Chief among them, experts say: Limit indoor activities and wear face masks.
“We are all being very cautious about the data because the number of tests being reported has gone down dramatically from July 1stin Arizona,” said Purnima Madhivanan, PhD, an infectious disease epidemiologist at the University of Arizona’s Mel and Enid Zuckerman College of Public Health.
She notes the system appears to overwhelmed and has been backfilling data from previous periods, making the actual number of tests and cases uncertain.
“That being said, Arizona did institute a face mask order on June 17th, and on June 29th it closed bars, gyms and theaters,” Madhivanan told Healthline. “Given that there is a 2- to 3-week lag in between instituting a public health measure and the actual results of that measure, I suspect that the closure of bars, gyms, and theaters is probably having a salutary effect on our case rate.”
Relying on people to make the right choice is less likely to work, she said. That’s why closures are necessary despite the costs
“What Florida can learn from us is that systemic structural interventions are more effective than those that depend on individual choice,” she said. “The challenge with the crisis like COVID-19 is that one or two people who don’t do the right thing can infect an entire group, even though most of the other people are making the right choices.”

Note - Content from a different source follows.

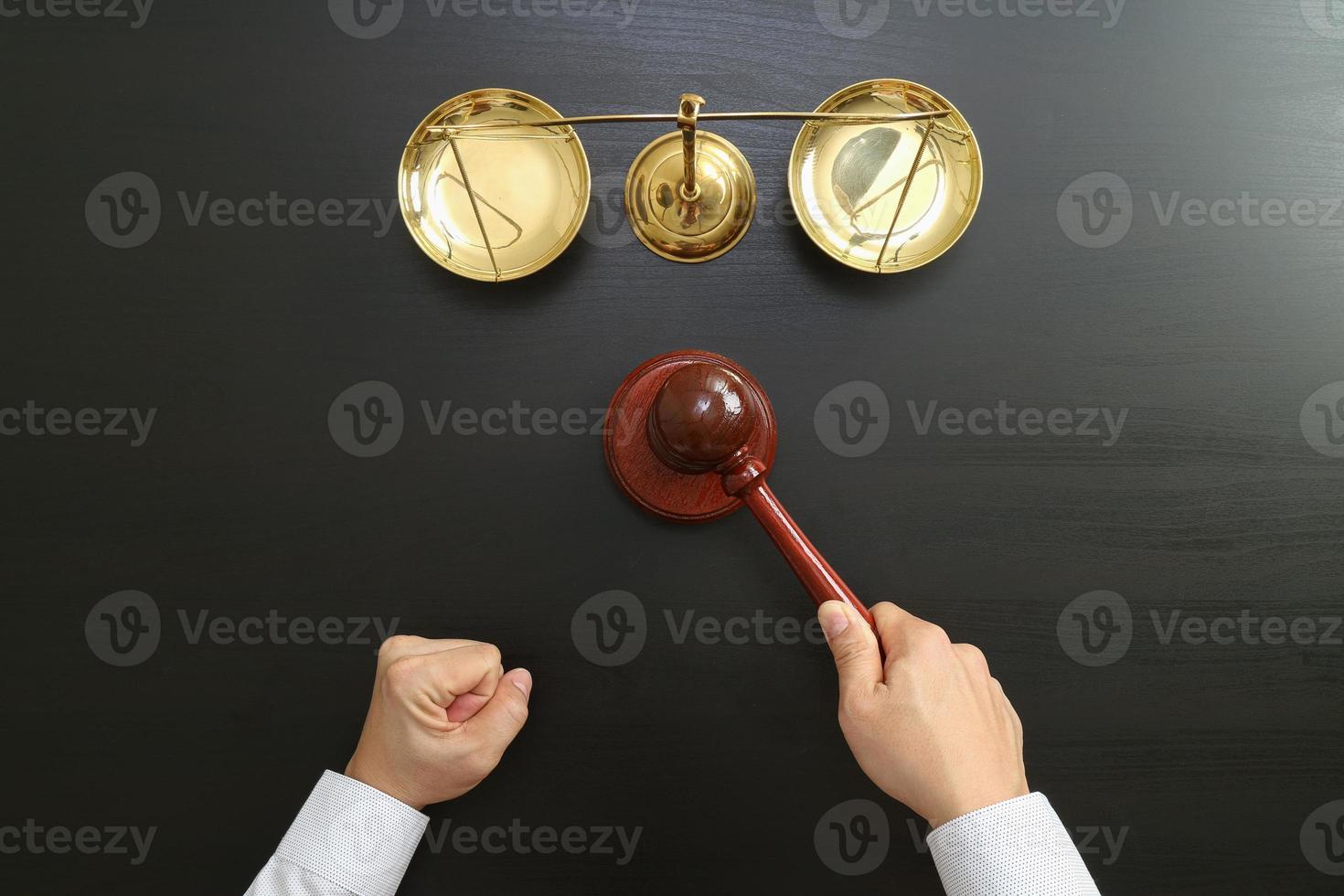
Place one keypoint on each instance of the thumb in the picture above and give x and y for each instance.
(852, 645)
(500, 719)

She said that Florida should prohibit indoor dining.
“At this point, all the other solutions like contact tracing are impractical given the high case rates,” she said. “Currently anything that disrupts gatherings, particularly those in closed settings are probably the best measures that can be taken.”
While Florida Gov. Ron DeSantis re-closed bars in late June, retail stores as well as indoor venues such as bowling alleys and restaurant dining have been allowed to stay open in most counties.

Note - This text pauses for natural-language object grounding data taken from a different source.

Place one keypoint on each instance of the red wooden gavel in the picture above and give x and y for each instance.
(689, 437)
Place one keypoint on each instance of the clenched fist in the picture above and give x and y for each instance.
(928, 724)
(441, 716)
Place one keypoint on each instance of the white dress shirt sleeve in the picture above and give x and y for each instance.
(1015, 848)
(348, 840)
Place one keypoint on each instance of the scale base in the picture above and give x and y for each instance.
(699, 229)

In Orlando, Disney World re-opened on July 11 with new rules and safety measures, including requiring face masks and limited capacity.

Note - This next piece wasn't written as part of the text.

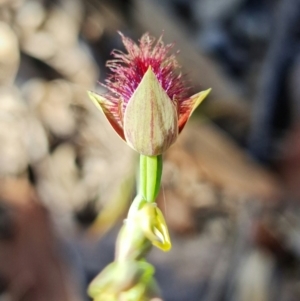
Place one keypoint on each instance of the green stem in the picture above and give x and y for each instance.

Despite the safety measures, Bursac said, “if you have a lot of people in one area, I don’t see how it helps.”
A third of Florida’s counties have issued face mask mandates. But unlike in Arizona, DeSantis has refused to issue a statewide face mask mandate.
“Florida continues to be in a lot of trouble compared to the Southwest,” said Rubin. “The Southwest looks like it’s buckling down, social distancing more… Don’t see the same evidence in Florida, not sure if the public messaging hasn’t been there or people are just letting it burn, resigned to the fate of what’s happening there.”
A sign of hope is that national retailers such as Costco, Walmart and CVS are requiring masks, notes Madhivanan.
But there’s a looming complication. Early on, there was hope the summer weather would lead to a decline in the spread of the virus. Now, it might have the opposite effect.
For one thing, many testing centers are outside, Madhivanan notes, which could be a problem as temperatures rise in Sun Belt states. And then there’s just the desire to be out of the heat in general.
“In the past, the high temperatures might have improved the situation, but in today’s environment, people are congregating more in air-conditioned settings, leading to more risk for community transmission of the virus,” she said.